Oil Market Faces High Risk Of Possible Supply Squeeze Says OPEC
The Secretary General of the Organization of Petroleum Exporting Countries, OPEC, Secretary-General Haitham Al-Ghais, has seen the global oil markets facing a high risk of a supply squeeze this year as demand remains resilient and spare production capacity dwindles.
Fears over slowing consumption in China and the wider world which have pushed crude prices 16 per cent lower this month have been exaggerated, Al-Ghais told Bloomberg Television.
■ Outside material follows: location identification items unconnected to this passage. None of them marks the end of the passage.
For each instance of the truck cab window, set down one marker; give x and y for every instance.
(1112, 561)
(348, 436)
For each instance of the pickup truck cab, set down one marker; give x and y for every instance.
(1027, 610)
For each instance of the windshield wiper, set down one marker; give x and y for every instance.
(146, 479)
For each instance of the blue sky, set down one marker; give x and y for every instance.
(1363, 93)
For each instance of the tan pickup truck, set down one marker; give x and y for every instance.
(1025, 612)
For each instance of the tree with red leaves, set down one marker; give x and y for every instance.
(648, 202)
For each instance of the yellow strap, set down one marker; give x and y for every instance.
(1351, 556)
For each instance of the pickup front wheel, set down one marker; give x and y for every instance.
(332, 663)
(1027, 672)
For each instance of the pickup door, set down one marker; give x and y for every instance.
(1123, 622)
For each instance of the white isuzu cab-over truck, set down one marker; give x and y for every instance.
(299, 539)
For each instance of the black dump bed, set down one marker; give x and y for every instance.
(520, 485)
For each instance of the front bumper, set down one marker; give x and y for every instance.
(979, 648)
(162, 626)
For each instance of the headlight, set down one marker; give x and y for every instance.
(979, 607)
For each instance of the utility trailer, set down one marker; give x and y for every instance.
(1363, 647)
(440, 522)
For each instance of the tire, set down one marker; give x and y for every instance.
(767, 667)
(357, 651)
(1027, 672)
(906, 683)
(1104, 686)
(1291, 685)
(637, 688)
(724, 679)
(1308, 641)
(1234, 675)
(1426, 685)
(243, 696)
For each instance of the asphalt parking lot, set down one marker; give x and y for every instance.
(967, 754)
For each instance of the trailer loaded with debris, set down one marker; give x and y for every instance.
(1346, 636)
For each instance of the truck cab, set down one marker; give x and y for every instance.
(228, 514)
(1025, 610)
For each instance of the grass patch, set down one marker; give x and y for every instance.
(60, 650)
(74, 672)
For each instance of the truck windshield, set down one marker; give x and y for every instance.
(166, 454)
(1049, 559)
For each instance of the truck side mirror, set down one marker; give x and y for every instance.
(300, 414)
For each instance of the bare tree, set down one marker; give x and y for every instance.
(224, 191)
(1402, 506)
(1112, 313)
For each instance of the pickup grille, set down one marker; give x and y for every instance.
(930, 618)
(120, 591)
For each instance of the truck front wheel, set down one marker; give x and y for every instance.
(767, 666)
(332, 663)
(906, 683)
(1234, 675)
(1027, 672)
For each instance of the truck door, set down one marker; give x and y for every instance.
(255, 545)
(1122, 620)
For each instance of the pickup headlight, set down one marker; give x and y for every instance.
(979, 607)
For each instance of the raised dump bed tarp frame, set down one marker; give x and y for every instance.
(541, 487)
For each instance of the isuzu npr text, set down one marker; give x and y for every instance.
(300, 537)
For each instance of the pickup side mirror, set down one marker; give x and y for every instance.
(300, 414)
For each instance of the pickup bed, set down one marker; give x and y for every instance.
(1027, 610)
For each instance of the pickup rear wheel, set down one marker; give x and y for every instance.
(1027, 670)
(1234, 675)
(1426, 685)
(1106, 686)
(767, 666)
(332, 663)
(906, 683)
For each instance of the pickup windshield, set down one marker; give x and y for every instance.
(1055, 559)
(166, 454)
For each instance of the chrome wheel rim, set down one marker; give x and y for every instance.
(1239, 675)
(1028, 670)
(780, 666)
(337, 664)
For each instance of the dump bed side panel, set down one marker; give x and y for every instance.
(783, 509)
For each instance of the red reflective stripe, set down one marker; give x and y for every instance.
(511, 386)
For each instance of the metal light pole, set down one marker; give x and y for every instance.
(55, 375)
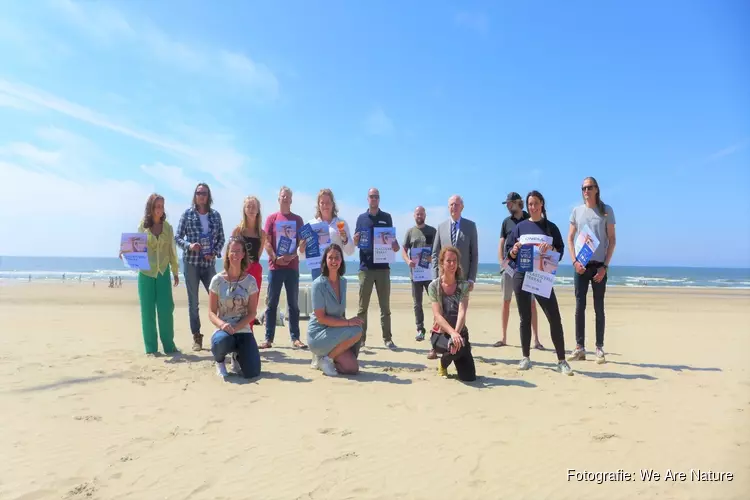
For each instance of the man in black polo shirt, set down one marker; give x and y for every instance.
(514, 204)
(374, 274)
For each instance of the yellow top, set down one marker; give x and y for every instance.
(161, 251)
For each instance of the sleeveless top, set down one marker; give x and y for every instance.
(252, 248)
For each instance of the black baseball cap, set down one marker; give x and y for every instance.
(513, 196)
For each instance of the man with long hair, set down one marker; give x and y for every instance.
(598, 218)
(200, 235)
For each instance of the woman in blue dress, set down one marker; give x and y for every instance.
(331, 337)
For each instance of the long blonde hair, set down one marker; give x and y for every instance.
(334, 209)
(258, 219)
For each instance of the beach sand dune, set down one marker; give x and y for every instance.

At the same time, producers in the Organization and beyond are running out of extra supplies they can bring to market, Al-Ghais said at OPEC’s Vienna headquarters.
The Kuwaiti oil executive was appointed as the group’s top diplomat this month.
“We are running on thin ice, if I may use that term, because spare capacity is becoming scarce,” Al-Ghais said. “The likelihood of a squeeze is there.”
International oil prices have retreated to near $90 a barrel amid signs of a slowing economy in China where fuel use slumped to a two-year low in July and a lackluster holiday driving season in the US. Still, the OPEC chief remains confident that world oil demand will increase by almost 3 million barrels a day this year, bolstered by China’s return from Covid-related lockdowns.
“China is still a source of phenomenal growth,” he said. “We haven’t seen China open up exactly there’s a strict COVID Zero policy I think that will have an impact when China gets back to full steam.”
Al-Ghais’ decades of experience at Kuwait Petroleum Corp. included opening the company’s first Beijing office in 2005.
The OPEC+ alliance surprised traders earlier this month by agreeing on a token production increase of just 100,000 barrels a day, despite calls for extra supplies by US President Joe Biden, who made a landmark trip to group leader Saudi Arabia in July.
The 23-nation group, an amalgam of OPEC nations and non-members, explained that it had to ration its “severely limited” reserves of output with “great caution.” OPEC and its partners hold idle capacity of roughly 2 million to 3 million barrels a day, or about 3 per cent of world output, Al-Ghais said.
The crunch has arisen from years of underinvestment in the global oil industry, both in developing new supplies and building the refineries and other infrastructure to process them, he said.
“Chronic underinvestment for several years is really what’s taken us to where we are today,” he said.
World markets may also face strain as European Union sanctions on OPEC+ member Russia over its invasion of Ukraine come into effect in December. Despite the political turmoil, the group has shown it’s keen to preserve ties with Moscow, which Al-Ghais considers to have played a “critical role” in the stability of global markets.
Oil’s losses deepened this week on signs that OPEC member Iran is close to reviving a nuclear accord that could ease US sanctions on its oil trade. Tehran could add about 1.3 million barrels a day within six months of an agreement, according to the International Energy Agency.
Still, global demand remains healthy enough to absorb any additional flows from the Islamic Republic, provided they are released in a responsible and gradual fashion, according to the OPEC chief.
With so much uncertainty, it’s too early to say what the OPEC+ coalition will decide when it next meets on September 5, Al-Ghais said. The group, which has gathered online since the start of the COVID-19 pandemic in early 2020, aims to have an in-person gathering in Vienna in December, he said.
“We’ve demonstrated time and time again in the past that we’re willing to do whatever it takes to do what the market really requires,” Al-Ghais said.